Subcultural nostalgia for an internet past: what was ‘vampirefreaks dot com’?
a screenshot from vf, by way of the wayback machine (nov 2005).
if you were an online emo kid, a goth adult, an industrial music fan (or a subcultural groomer) in the 2000s you may have come across a website called vampirefreaks dot com. in its most basic conception, this was a social networking website for (western, english-language) goth, emo and industrial subcultures. it is now been whittled down to an e-commerce website selling subcultural clothing (the social networking aspect was shut down in 2020). imho the website starting losing daily users (1) firstly due to facebook’s growing popularity and centralising effect, and secondly (2) because it ended up becoming a particularly nasty place (with grooming, cultish social groups, hacking and trolling all adding to its eventual demise).
‘vf’ (vampirefreaks) had features commonly found in that time’s social networking sites, such as myspace: message boards, chat rooms, but also ‘art’, ‘music’, ‘events’, ‘cults’ and ‘journals’. again, like myspace, individuals could be ‘ranked’ and ‘rated’ by their peers based on an ever-ephemeral set of social and cultural standards: strenght of friendship, popularity, ‘hotness’, coolness, onliness - take your pick. the content moderation on the website was chaotic because of an unusual rule, here it’s explained by Jonathan Bailey (2006): “moderators can not take any action against premium members, only the site's administrator can do that. While that is fine if the admin is notified and able to act quickly, many times complaints simply do not get passed on or he is unavailable. This gives premium members an extra layer of protection against abuse complaints and makes copyright infringement, along with other abuses, harder to pursue against them.” people on reddit discussing vf often say that this sort of two-tiered moderation system resulted in premium paying groomers running free on the website.

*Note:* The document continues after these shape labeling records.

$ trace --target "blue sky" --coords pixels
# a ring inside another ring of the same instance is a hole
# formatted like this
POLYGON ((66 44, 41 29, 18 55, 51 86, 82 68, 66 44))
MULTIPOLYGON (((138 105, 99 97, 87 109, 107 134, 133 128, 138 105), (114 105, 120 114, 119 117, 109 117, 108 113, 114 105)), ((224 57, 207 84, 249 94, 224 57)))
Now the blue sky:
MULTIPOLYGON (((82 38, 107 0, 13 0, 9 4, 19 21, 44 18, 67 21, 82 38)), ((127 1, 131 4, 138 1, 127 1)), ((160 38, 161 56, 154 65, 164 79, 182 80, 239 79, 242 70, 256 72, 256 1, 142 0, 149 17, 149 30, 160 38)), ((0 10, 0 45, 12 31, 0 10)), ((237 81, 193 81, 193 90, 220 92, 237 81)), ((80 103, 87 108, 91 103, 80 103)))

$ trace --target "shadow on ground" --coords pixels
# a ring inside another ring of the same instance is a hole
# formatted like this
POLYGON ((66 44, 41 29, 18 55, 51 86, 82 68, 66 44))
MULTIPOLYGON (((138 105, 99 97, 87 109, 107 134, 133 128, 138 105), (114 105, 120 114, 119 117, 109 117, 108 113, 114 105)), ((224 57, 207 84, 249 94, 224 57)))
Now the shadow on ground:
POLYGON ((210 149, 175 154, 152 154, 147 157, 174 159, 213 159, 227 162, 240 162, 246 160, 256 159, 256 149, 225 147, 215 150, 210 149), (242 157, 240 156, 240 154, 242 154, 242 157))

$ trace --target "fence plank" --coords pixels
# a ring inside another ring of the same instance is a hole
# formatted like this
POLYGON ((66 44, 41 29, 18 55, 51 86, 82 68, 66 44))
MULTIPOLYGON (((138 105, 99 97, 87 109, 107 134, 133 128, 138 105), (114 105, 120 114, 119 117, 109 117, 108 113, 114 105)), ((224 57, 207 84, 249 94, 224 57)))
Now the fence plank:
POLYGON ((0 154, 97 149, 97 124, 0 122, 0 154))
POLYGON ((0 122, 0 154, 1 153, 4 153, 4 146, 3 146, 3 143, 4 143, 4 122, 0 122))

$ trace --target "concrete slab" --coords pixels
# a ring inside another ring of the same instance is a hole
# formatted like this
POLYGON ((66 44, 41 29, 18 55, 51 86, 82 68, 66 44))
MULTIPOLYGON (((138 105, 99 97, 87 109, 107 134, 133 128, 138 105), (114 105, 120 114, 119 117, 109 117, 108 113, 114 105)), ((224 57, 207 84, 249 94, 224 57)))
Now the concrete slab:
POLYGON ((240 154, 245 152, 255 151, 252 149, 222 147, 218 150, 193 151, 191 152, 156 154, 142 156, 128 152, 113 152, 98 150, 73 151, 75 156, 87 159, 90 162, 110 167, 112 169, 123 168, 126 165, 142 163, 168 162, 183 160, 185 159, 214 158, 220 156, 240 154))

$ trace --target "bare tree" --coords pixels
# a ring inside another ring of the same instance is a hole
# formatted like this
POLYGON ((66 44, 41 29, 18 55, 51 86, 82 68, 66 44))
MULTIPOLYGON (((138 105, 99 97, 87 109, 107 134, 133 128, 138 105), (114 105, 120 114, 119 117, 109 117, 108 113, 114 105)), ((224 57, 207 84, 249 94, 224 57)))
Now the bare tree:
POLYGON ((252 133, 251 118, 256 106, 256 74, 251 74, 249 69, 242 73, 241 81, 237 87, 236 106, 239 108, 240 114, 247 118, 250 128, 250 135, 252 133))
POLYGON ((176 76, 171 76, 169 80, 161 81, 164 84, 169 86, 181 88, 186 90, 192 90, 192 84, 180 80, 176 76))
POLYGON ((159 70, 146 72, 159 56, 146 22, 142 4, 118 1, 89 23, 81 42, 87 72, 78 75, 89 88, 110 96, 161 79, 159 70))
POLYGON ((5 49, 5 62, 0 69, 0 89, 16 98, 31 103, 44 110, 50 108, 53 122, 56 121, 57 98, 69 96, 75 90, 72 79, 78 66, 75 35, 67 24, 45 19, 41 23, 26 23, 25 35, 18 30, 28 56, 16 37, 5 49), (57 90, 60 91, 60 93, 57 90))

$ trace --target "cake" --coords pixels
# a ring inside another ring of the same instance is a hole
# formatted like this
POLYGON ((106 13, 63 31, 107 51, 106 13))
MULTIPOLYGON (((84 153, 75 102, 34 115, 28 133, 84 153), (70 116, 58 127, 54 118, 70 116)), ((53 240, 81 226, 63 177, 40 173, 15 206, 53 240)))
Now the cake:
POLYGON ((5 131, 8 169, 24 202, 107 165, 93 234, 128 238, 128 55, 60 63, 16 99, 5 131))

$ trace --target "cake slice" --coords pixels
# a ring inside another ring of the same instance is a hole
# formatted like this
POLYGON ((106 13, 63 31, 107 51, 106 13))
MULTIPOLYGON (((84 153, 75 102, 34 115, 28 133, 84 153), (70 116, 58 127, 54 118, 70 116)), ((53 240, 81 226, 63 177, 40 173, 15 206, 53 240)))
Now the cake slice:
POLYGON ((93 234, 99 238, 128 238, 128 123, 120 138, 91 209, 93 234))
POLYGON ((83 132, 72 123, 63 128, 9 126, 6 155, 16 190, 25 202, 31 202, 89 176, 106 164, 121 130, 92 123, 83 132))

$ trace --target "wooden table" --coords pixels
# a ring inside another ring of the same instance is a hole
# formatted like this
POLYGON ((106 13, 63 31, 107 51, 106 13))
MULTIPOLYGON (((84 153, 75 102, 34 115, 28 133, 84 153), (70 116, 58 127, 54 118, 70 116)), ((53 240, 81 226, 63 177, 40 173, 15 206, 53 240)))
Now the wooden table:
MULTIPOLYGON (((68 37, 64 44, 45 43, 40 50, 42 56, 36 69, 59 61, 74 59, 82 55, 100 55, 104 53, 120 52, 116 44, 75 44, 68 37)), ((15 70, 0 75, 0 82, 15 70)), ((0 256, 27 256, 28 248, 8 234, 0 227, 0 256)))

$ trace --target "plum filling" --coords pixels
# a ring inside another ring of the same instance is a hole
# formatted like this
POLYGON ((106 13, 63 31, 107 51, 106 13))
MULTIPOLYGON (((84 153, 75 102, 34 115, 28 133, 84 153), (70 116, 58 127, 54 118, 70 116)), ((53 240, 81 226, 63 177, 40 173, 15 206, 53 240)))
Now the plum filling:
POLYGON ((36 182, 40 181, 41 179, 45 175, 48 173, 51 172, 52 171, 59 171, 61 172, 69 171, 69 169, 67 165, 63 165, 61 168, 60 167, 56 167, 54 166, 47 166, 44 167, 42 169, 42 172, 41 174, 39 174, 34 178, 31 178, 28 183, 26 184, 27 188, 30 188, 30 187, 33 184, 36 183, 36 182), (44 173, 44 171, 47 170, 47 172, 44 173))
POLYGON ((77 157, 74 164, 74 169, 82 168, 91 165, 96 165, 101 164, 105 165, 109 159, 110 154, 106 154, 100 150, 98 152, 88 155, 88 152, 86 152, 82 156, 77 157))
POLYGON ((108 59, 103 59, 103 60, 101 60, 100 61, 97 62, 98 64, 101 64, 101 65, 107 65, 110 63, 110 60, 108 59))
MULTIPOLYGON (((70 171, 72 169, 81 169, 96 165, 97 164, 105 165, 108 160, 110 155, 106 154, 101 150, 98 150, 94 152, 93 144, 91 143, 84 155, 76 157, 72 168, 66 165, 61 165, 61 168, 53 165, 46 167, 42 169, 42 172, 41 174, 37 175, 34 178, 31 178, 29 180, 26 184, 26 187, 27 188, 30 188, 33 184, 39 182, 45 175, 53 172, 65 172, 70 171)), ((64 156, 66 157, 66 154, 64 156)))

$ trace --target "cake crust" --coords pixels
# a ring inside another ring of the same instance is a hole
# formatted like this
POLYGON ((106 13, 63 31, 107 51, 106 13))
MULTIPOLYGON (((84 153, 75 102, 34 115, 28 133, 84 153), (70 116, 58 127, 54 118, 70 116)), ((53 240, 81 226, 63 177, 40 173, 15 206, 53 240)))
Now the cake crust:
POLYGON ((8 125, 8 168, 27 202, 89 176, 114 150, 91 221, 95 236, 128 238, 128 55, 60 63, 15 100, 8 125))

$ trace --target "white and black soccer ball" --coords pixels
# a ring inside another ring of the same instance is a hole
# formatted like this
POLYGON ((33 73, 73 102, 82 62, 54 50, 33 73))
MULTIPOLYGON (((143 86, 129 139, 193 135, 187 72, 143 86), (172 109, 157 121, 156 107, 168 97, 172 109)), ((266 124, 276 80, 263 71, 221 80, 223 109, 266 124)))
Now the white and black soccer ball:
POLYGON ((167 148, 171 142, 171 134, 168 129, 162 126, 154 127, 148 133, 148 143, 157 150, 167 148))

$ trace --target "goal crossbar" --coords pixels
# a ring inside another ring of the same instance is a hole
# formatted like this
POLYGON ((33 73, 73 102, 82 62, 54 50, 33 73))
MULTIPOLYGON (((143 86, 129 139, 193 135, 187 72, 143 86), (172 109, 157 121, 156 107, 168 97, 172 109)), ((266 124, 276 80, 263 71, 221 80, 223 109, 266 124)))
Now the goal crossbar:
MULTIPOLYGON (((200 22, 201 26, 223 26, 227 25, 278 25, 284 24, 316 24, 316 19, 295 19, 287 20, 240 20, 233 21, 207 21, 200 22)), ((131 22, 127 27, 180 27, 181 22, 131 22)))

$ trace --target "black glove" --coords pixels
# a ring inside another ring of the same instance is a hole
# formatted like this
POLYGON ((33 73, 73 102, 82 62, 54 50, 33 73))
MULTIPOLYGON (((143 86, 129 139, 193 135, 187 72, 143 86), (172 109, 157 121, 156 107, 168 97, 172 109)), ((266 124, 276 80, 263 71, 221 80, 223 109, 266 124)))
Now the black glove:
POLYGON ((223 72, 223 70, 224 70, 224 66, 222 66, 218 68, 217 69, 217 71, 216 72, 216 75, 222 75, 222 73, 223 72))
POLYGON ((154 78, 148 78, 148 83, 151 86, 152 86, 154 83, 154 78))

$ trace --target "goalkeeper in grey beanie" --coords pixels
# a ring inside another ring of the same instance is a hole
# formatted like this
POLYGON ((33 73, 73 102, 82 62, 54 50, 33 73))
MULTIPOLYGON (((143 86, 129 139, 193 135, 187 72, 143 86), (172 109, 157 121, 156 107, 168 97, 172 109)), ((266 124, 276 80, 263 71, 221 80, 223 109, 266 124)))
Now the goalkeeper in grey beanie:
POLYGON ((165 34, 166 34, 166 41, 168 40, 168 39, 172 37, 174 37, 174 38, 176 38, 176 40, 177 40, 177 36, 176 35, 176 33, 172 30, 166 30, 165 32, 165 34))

another thing is the rating system. vf’s main landing page had a section with ‘top girls’ and ‘top boys’ listing several usernames belonging to people who had been rated by many people. the rating system was a simple 1-10 spectrum where anyone who wanted to could ‘rate your profile’. being able to rate other people’s popularity/coolness/hotness from 1-10 publicly like this would be an unthinkable feature in today’s digital ecology and cultural sensibilities, mainly because it was public. i think it’s kind of funny that today, we don’t mind being rated if its being done by machinesystems (not our peers, simply speaking) and if the ratings are not publicly visible to our peers (the ratings can stay in the backend of the platform, the ‘black box’). even if we’re bothered by being ranked by digital systems, we understand that invisible metrics and ratings are part of how we access culture (where there is no irl/online dichotomy anymore) thanks to the platformisation and appification of everyday life. it only becomes unsavoury once ratings become a crowd-sourced benchmark of worthiness and personhood, to be decided by online masses in view of everyone.
looking at write-ups and videos lamenting the loss of vf, you can see that the people who miss it most are millenials who experienced the death of the subcultural internet and the centralisation of social networking around big corpo websites. if you want to get a taste of the subcultural net (and you haven’t been morphed into a totally nihilised edge-bot by being on 4chan all the time), you will most likely end up in subreddits (and MAYBE - maybe, some forums) and definitely not on fully-fledged subcultural social networks with landing pages, messageboards, journals, music and event recommendations like vf.
the best part of having access to a subcultural social networking website like vf, as an odd duck in the periphery, was that despite the groomers and abusers (which exist on all platforms - sorry), there was a safe space where you could be a part of a subcultural moment even if you ‘couldn’t be there’ IRL. this was important for someone like me, who for reasons of geography, age and access couldn’t interact with subcultures i was interested in physically. this virtual playground became a place where some of my DIY cultural education happened and where I was able to take in some of the vibes without being physically present in locations in the west.
i think it’s high time for another subcultural network. but who will build it for us and will big corpos kill it before it even becomes a thing?